80 Prozent der Online-Händler verkaufen auch ins Ausland

Studie von DIHK und ibi research

In einer gemeinsamen Studie haben der Deutsche Industrie- und Handelskammertag (DIHK) und das Forschungsinstitut ibi research an der Universität Regensburg den Einfluss der Digitalisierung auf den internationalen Online-Handel untersucht. Ein Ergebnis: 80 Prozent der rund 300 befragten Händler verkaufen bereits ins Ausland.

Heute geklickt, dann ins Ausland verschickt  - Tolle Farbenspiele im Containerhafen (Bild: Julius Silver - Pixabay)
Heute geklickt, dann ins Ausland verschickt  - Tolle Farbenspiele im Containerhafen (Bild: Julius Silver - Pixabay) 

Nur zehn Prozent beschränken sich laut Umfrage derzeit und in naher Zukunft auf die nationale Ebene. Besonders rechtliche Unsicherheiten beschreiben die teilnehmenden Händler dabei als großes als Hindernis. 

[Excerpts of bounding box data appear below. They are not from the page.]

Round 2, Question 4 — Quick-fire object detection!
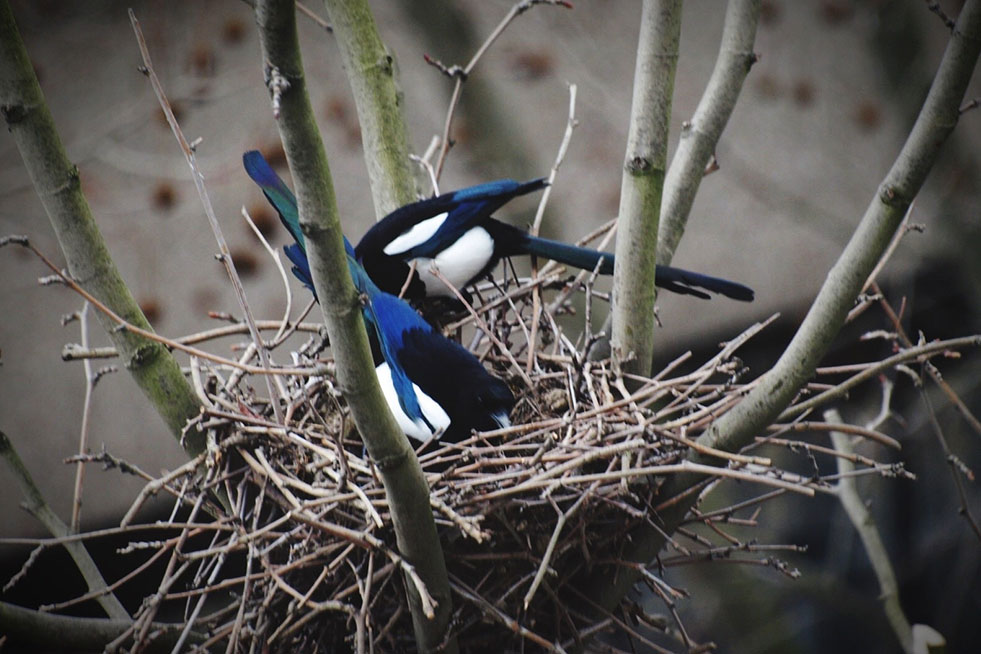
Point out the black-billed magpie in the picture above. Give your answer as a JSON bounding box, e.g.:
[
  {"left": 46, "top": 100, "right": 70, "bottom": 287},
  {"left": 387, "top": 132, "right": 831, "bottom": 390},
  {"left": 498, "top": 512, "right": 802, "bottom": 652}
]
[
  {"left": 242, "top": 150, "right": 514, "bottom": 442},
  {"left": 354, "top": 178, "right": 753, "bottom": 302}
]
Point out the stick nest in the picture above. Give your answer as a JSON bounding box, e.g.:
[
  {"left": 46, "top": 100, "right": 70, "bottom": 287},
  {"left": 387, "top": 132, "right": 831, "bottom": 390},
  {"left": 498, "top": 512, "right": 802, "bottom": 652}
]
[{"left": 69, "top": 273, "right": 912, "bottom": 652}]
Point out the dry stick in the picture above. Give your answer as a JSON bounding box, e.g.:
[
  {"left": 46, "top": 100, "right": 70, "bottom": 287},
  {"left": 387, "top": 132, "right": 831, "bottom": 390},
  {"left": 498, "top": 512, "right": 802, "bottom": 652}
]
[
  {"left": 0, "top": 236, "right": 326, "bottom": 377},
  {"left": 242, "top": 206, "right": 292, "bottom": 346},
  {"left": 777, "top": 334, "right": 981, "bottom": 421},
  {"left": 767, "top": 420, "right": 903, "bottom": 450},
  {"left": 470, "top": 461, "right": 820, "bottom": 500},
  {"left": 129, "top": 14, "right": 283, "bottom": 430},
  {"left": 61, "top": 320, "right": 323, "bottom": 363},
  {"left": 824, "top": 409, "right": 913, "bottom": 654},
  {"left": 872, "top": 282, "right": 981, "bottom": 436},
  {"left": 0, "top": 431, "right": 129, "bottom": 619},
  {"left": 525, "top": 84, "right": 579, "bottom": 374},
  {"left": 69, "top": 302, "right": 95, "bottom": 532},
  {"left": 450, "top": 579, "right": 565, "bottom": 654},
  {"left": 522, "top": 480, "right": 600, "bottom": 611},
  {"left": 917, "top": 372, "right": 981, "bottom": 541},
  {"left": 425, "top": 0, "right": 572, "bottom": 180},
  {"left": 429, "top": 263, "right": 534, "bottom": 388}
]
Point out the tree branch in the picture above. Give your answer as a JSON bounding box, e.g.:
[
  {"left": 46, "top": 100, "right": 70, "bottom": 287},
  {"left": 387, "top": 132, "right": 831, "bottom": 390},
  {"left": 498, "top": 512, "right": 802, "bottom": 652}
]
[
  {"left": 0, "top": 1, "right": 204, "bottom": 456},
  {"left": 0, "top": 602, "right": 206, "bottom": 652},
  {"left": 657, "top": 0, "right": 761, "bottom": 265},
  {"left": 324, "top": 0, "right": 414, "bottom": 215},
  {"left": 610, "top": 0, "right": 681, "bottom": 376},
  {"left": 585, "top": 0, "right": 981, "bottom": 624},
  {"left": 256, "top": 0, "right": 456, "bottom": 652},
  {"left": 0, "top": 431, "right": 129, "bottom": 620}
]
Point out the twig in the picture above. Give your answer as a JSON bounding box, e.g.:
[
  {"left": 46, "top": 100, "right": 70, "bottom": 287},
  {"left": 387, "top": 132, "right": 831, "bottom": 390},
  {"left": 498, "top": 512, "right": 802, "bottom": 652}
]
[
  {"left": 425, "top": 0, "right": 572, "bottom": 180},
  {"left": 129, "top": 9, "right": 283, "bottom": 423},
  {"left": 824, "top": 409, "right": 913, "bottom": 654},
  {"left": 0, "top": 431, "right": 129, "bottom": 620}
]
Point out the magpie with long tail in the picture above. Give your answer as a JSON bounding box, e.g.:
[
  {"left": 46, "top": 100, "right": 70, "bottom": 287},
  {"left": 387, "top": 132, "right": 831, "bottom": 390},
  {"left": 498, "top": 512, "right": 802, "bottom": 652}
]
[
  {"left": 354, "top": 178, "right": 753, "bottom": 302},
  {"left": 242, "top": 150, "right": 514, "bottom": 442}
]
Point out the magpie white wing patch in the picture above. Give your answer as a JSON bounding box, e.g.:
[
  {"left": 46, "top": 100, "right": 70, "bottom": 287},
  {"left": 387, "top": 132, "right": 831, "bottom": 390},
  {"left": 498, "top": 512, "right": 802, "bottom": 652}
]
[
  {"left": 383, "top": 212, "right": 449, "bottom": 257},
  {"left": 410, "top": 227, "right": 494, "bottom": 297},
  {"left": 375, "top": 363, "right": 450, "bottom": 442}
]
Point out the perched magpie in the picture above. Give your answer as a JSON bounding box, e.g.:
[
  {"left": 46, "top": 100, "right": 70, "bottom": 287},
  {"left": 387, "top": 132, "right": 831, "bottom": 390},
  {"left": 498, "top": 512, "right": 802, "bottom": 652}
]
[
  {"left": 354, "top": 178, "right": 753, "bottom": 302},
  {"left": 242, "top": 150, "right": 514, "bottom": 442}
]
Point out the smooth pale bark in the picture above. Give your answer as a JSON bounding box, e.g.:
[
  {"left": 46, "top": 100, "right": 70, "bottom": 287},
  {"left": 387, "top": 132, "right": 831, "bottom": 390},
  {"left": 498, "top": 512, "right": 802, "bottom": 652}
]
[
  {"left": 657, "top": 0, "right": 762, "bottom": 265},
  {"left": 0, "top": 1, "right": 204, "bottom": 457},
  {"left": 324, "top": 0, "right": 416, "bottom": 218},
  {"left": 610, "top": 0, "right": 682, "bottom": 375}
]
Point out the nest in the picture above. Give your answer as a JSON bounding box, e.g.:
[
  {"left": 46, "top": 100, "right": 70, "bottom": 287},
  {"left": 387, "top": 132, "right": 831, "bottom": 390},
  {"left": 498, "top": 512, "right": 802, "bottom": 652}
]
[{"left": 63, "top": 271, "right": 912, "bottom": 652}]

66 Prozent der deutschen Händler verkaufen aktiv im Ausland. 17 Prozent nehmen Aufträge von außerhalb Deutschlands an. Exportiert wird vor allem nach Österreich und Frankreich, in die Niederlande und die Schweiz. Bevorzugter Verkaufskanal ist der eigene Online-Shop.

Fehlende Informationen und rechtliche Unsicherheiten schrecken ab

Der häufigste Grund, warum Händler nicht ins Ausland verkaufen, sind rechtliche Anforderungen. Ebenso hindert sie eine zu umfangreiche und komplizierte Zollabwicklung und mögliche Probleme bei der Geltendmachung offener Forderungen an der Internationalisierung ihrer Geschäftstätigkeit. "Fehlende Informationen über ausländische Märkte, wie 27 Prozent der Studienteilnehmer angaben, könnten ebenfalls dafür verantwortlich sein. Hier gibt es deutlichen Handlungsbedarf", berichtet Wittmann weiter. Zum Beispiel müssen Unterstützungsangebote stärker publik gemacht werden, um auf lange Sicht die Wettbewerbsfähigkeit deutscher Händler zu sichern und zu verbessern.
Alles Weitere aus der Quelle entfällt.